After months of offering only lukewarm support (or in some cases, even "accidental" opposition) for a November ballot proposal that seeks to eliminate a substantial portion of school property taxes, Florida Governor Charlie Crist finally said this week that he would actively work to help secure the measure's passage. This announcement comes just days before state economists' are set to issue their revised projection of the state's looming budget deficit which one economist has already warned, "is going to be big". Unfortunately, unprecedented budget cuts have already been made in education, social services, and most other government functions, leaving Florida with few reasonable options for filling this additional gap. With revenues in such sad shape, there's even less reason now for Florida to move towards becoming more reliant on unpredictable sales taxes -- which this ballot measure proposes to do.
Previous Digest articles have already detailed the flaws with the plan Governor Crist now supports. (See Florida: Tax Swap or Tax Flop?; Florida: Good Thing We Don't Have To Do This Again For Twenty Years; and Florida Tax Commission Charges Ahead With Unfair and Fiscally Irresponsible Plan.) In short, it's regressive, inadequate, unsustainable, and does nothing to fix the "brokenness" of Florida's property tax system.
An article that ran in the Sun Sentinel this week provides some additional evidence on these points. One state economist has said that "the amendment's language isn't clear in some areas and creates uncertainty and multiple options." This, the Sentinel notes, means that "because economists don't know what offsetting tax increases will be imposed... there's no real way to gauge the economic impact of the property-tax cuts.
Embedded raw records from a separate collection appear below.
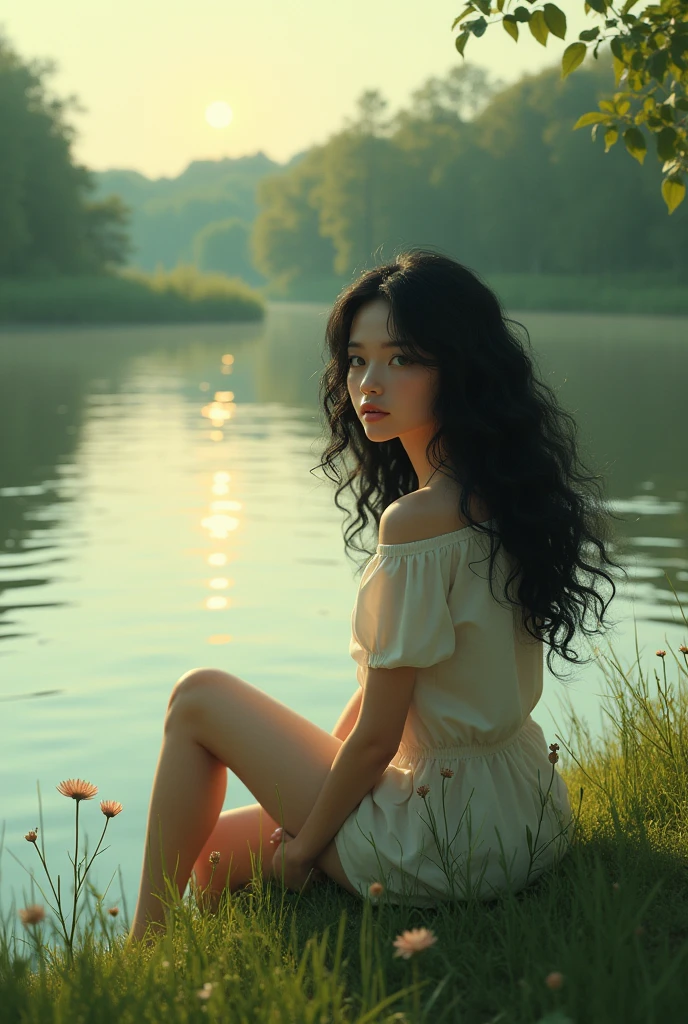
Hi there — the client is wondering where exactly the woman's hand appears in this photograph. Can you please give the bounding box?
[270,828,324,892]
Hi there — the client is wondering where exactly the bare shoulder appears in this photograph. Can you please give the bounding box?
[379,479,489,544]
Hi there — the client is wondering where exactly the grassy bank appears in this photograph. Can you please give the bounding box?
[0,266,265,325]
[0,598,688,1024]
[260,264,688,315]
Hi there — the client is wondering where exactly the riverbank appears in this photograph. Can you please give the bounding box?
[0,598,688,1024]
[259,266,688,315]
[0,266,265,326]
[0,266,688,327]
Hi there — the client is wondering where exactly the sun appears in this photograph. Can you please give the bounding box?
[206,99,234,128]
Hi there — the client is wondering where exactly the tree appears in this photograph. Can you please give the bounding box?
[0,35,133,276]
[452,0,688,214]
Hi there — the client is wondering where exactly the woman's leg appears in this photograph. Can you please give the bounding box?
[130,669,358,939]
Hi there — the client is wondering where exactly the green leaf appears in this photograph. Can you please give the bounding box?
[471,17,487,39]
[656,125,678,160]
[604,128,618,153]
[452,4,474,29]
[455,29,470,57]
[543,3,566,39]
[502,14,518,43]
[624,127,647,164]
[528,10,550,46]
[571,111,612,131]
[661,174,686,213]
[561,43,588,78]
[645,50,669,82]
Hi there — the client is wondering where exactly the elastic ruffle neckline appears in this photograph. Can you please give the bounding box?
[376,519,496,555]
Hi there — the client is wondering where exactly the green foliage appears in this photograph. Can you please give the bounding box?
[0,36,134,275]
[251,61,688,286]
[0,584,688,1024]
[0,266,265,324]
[452,0,688,214]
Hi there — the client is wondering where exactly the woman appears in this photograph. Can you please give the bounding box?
[126,249,616,939]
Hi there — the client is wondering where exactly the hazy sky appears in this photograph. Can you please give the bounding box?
[0,0,602,177]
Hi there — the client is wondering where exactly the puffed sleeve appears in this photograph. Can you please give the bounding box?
[349,545,457,669]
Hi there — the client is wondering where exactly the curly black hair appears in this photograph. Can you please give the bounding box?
[311,247,628,678]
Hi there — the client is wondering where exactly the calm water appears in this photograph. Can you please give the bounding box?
[0,303,688,914]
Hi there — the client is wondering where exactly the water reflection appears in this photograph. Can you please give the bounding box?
[0,304,688,921]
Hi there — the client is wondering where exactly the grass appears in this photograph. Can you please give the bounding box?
[0,592,688,1024]
[0,266,265,325]
[0,266,688,325]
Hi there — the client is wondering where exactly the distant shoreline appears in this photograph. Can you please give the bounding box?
[0,267,688,329]
[0,266,265,327]
[259,266,688,315]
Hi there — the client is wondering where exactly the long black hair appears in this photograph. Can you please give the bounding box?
[318,248,627,678]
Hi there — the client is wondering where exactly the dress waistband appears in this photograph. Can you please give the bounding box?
[397,715,539,761]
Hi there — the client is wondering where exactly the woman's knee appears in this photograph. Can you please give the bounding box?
[167,669,223,717]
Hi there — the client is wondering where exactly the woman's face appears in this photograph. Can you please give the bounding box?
[347,299,437,441]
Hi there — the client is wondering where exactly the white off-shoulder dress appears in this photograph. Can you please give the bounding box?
[335,520,572,906]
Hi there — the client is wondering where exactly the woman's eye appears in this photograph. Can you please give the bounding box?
[349,353,412,366]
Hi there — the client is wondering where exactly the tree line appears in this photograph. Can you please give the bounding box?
[0,29,688,288]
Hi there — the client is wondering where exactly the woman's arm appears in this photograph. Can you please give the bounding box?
[332,686,363,742]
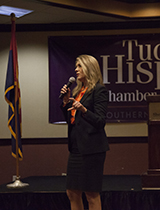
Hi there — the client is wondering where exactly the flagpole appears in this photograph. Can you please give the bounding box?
[7,13,29,188]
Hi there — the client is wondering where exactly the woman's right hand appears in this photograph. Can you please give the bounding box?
[61,85,71,104]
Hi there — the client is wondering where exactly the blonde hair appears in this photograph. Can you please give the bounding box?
[72,55,103,96]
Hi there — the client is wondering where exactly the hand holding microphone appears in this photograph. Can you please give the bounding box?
[59,77,75,103]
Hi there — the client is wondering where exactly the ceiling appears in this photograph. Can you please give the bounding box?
[0,0,160,25]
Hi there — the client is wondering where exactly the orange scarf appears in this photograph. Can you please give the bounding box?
[71,87,88,124]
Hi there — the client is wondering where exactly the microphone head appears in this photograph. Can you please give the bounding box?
[69,77,76,83]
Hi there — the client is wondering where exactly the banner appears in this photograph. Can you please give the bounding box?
[48,35,160,123]
[5,18,23,160]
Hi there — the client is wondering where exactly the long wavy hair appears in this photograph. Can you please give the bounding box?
[72,55,103,96]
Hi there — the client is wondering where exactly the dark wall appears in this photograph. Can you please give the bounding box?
[0,143,148,184]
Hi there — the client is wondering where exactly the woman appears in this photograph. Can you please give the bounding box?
[61,55,109,210]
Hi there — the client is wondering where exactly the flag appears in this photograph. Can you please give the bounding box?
[4,15,23,160]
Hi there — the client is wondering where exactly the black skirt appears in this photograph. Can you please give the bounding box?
[66,152,106,192]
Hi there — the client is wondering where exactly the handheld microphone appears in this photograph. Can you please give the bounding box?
[59,77,76,99]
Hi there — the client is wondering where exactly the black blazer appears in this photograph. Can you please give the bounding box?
[61,84,109,154]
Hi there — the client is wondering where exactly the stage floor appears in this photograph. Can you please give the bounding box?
[0,175,160,210]
[0,175,142,193]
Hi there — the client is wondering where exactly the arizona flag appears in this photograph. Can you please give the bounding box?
[5,14,23,160]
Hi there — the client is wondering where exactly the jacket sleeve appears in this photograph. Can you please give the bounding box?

In other words, nobody's certain who'd pay less taxes and who'd pay more."
Nonetheless, Governor Crist is now touting the measure as a "significant stimulant to Florida's economy". While the degree of disconnect here between rhetoric and reality is unsettling, it unfortunately has become the norm for any Florida tax debate. As things stand right now, voters appear about evenly split over the measure, though a sizeable 20% of those polled in a recent survey were undecided on the issue. Hopefully, Governor Crist's endorsement of the measure won't alter these numbers too significantly.